Tuesday, November 10, 2015

Walking in GBE's Footsteps

I hunted the Canaan Valley yesterday with a friend Eric Rinehart. The Valley had been made famous by the writings of George Bird Evans. The years haven't been kind to the valley with development in the form of summer homes and a ski & golf resort taking much of the cover.  The woodcock, which the valley was so famous for, were absent yesterday but we managed to move a few grouse, none of which were harmed.

Eric's setter Cider moving through the cover.
Thicket had her 1st solid point on a grouse who flushed low and away not offering me a chance for a shot. Later I had a shot at a grouse that Thicket and Cider had pinned between them. I saw the bird on the ground as I walked in and when it flushed promptly missed it with my right barrel before it vanished into the cover.
Even though no birds were taken it was still a wonderful day with nice weather, good dog work, and a friend to share it with.

Thursday, November 5, 2015

Troubles with Thicket

Thicket has developed the disturbing habit of leaving a point as I walk in for the flush. She simply turns 360 degrees and walks away. I've also seen her trot past woodcock as they flushed and show no excitement at the flush. She started this several hunting trips ago and yesterday left 3 points that held woodcock and I also saw several woodcock flush as she hunted through the cover that she paid no attention too. After starting the season off so good she now has me stymied. It's as if she's decided that woodcock aren't worth her attention. I'm hoping it's just a "teenager" thing as she is 1 1/2 years old. I'm going to leave her at home for a few days and hunt Emma instead. I'll be meeting a friend in  the Canaan Valley in WV next week and plan on taking Thicket along  to see if hunting with another dog stirs her desire. She has the bloodlines to be a good solid birddog and hopefully this is just a "hiccup" in her learning curve.

Tuesday, November 3, 2015

Lost Bird

Emma and I hunted a reclaimed stripmine that lay on top of a mountain on Monday. It's a long hard climb to the top but I usually move a couple of birds in this cover. I always walk up an old road that winds it's way to the top but this day Emma raced straight up the side of the mountain and went on point near to top. As I huffed my way up the near vertical climb I stopped to rest, looked up and saw the woodcock fly over my head. So much for that bird. I was over a third of the way up so I continued the climb and hunted the nice cover.

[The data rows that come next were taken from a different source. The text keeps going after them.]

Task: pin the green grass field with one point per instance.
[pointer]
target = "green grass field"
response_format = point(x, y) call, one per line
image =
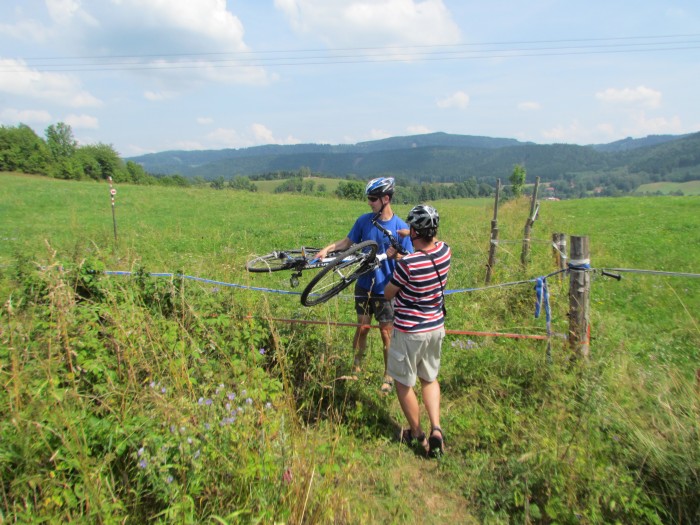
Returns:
point(129, 398)
point(688, 188)
point(268, 186)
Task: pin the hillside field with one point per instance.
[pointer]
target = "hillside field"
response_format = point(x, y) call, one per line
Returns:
point(688, 188)
point(131, 397)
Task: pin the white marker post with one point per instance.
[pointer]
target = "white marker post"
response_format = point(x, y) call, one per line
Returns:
point(113, 193)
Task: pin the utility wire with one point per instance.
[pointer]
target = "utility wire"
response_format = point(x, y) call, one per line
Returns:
point(358, 55)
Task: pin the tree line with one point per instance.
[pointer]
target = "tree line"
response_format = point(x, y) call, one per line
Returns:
point(59, 155)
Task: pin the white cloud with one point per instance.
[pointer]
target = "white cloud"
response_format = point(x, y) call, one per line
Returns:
point(529, 106)
point(459, 100)
point(27, 30)
point(643, 126)
point(372, 22)
point(258, 134)
point(573, 133)
point(262, 134)
point(198, 40)
point(82, 121)
point(639, 96)
point(157, 96)
point(25, 116)
point(18, 79)
point(378, 134)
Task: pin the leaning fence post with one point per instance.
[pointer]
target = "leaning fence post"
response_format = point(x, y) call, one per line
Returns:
point(494, 235)
point(559, 251)
point(534, 209)
point(579, 296)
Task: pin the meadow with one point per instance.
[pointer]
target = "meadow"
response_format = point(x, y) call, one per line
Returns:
point(133, 398)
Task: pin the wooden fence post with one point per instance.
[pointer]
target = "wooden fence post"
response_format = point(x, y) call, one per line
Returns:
point(494, 235)
point(534, 209)
point(559, 251)
point(579, 296)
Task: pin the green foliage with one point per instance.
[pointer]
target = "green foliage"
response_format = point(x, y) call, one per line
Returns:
point(352, 190)
point(22, 150)
point(60, 141)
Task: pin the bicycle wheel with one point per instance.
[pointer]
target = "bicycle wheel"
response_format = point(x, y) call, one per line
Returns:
point(281, 260)
point(340, 273)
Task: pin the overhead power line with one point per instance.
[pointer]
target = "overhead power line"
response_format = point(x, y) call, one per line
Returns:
point(359, 55)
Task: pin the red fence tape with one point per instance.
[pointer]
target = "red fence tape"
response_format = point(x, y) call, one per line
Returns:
point(449, 332)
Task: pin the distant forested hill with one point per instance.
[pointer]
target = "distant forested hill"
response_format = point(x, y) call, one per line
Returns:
point(442, 157)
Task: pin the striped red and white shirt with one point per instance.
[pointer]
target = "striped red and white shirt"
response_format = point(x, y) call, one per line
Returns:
point(418, 304)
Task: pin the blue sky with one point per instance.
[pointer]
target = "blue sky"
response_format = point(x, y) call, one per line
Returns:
point(156, 75)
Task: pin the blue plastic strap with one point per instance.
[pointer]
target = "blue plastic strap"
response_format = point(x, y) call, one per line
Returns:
point(542, 297)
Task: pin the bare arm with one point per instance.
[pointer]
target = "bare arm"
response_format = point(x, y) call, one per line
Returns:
point(390, 291)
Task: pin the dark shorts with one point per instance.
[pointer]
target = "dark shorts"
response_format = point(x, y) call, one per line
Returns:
point(373, 305)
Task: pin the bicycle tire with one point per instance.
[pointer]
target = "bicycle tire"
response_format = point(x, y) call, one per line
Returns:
point(340, 273)
point(279, 260)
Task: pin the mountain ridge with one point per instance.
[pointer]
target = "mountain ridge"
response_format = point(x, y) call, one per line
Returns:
point(441, 157)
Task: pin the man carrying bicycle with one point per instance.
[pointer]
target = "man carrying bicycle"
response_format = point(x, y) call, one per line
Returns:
point(369, 289)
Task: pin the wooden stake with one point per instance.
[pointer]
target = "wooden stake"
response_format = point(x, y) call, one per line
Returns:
point(559, 251)
point(494, 236)
point(579, 296)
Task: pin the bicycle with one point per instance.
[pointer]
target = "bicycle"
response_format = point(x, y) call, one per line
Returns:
point(295, 259)
point(346, 268)
point(338, 269)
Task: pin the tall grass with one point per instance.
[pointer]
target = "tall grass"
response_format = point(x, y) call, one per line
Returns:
point(142, 399)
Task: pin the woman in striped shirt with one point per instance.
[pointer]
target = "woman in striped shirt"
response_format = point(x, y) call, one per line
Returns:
point(417, 287)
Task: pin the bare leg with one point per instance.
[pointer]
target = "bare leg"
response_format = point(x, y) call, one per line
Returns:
point(411, 409)
point(431, 400)
point(385, 329)
point(359, 342)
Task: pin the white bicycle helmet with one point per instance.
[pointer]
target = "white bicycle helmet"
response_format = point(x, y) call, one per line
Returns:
point(380, 186)
point(424, 219)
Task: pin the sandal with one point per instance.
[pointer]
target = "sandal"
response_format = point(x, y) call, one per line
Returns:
point(408, 438)
point(387, 386)
point(436, 443)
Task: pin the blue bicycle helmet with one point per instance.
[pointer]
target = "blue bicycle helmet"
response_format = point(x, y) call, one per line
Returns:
point(380, 186)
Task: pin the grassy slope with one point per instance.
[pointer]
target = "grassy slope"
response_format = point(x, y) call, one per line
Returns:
point(211, 234)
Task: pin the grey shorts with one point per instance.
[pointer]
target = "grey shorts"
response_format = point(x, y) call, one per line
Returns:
point(373, 305)
point(415, 355)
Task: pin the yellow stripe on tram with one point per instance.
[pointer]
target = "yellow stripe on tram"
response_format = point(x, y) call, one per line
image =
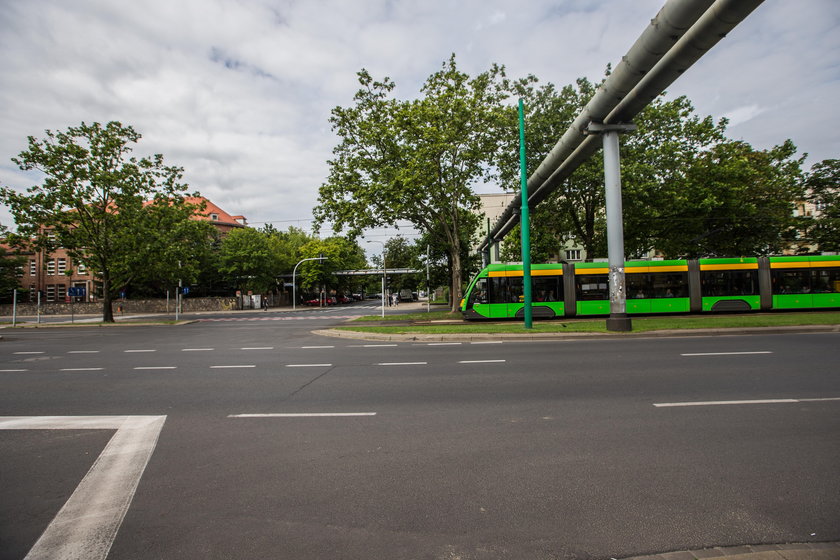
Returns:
point(737, 266)
point(805, 264)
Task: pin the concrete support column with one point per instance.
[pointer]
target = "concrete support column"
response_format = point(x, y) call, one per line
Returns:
point(618, 320)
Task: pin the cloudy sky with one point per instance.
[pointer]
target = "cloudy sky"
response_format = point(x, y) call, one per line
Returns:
point(239, 92)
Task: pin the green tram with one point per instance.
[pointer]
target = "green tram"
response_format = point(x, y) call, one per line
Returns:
point(672, 286)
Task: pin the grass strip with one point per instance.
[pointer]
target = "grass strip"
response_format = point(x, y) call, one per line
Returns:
point(640, 324)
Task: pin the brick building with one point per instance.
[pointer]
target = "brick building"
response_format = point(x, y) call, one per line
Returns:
point(53, 273)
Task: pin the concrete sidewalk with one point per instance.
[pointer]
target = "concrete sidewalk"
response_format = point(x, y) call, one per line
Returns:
point(797, 551)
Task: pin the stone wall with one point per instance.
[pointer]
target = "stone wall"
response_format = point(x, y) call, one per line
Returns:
point(128, 306)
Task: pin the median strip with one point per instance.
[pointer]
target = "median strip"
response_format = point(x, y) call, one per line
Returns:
point(727, 353)
point(302, 415)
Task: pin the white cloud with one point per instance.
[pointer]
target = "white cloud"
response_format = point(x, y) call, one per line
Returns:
point(239, 92)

The spruce, goldenrod and alders looked like nice cover but we found no more birds there. The cover then turns to islands of aspen and locust with a goldenrod, blackberry brier understory.

It was here that Emma found another bird that I flushed and dropped with my right barrel. It was a fairly close shot and with feathers still floating in the air I made my way toward where it fell, calling Emma in to find the bird. We search and search but it seemed that the ground had swallowed the bird. Emma has been an excellent finder and retriever but this bird must have been "airwashed" for she could find no scent of the bird. She finally grew tired and wandered away while I kept tramping down goldenrod and briers in a desperate attempt to find the bird. I too finally gave up and hunted on. We had a wide circle and came back to the scene of the point and again attempted to find the bird, but with no success. The day was heating up so we called it a day and made the long walk down off the mountaintop, discouraged with losing the one bird that I had clearly dropped.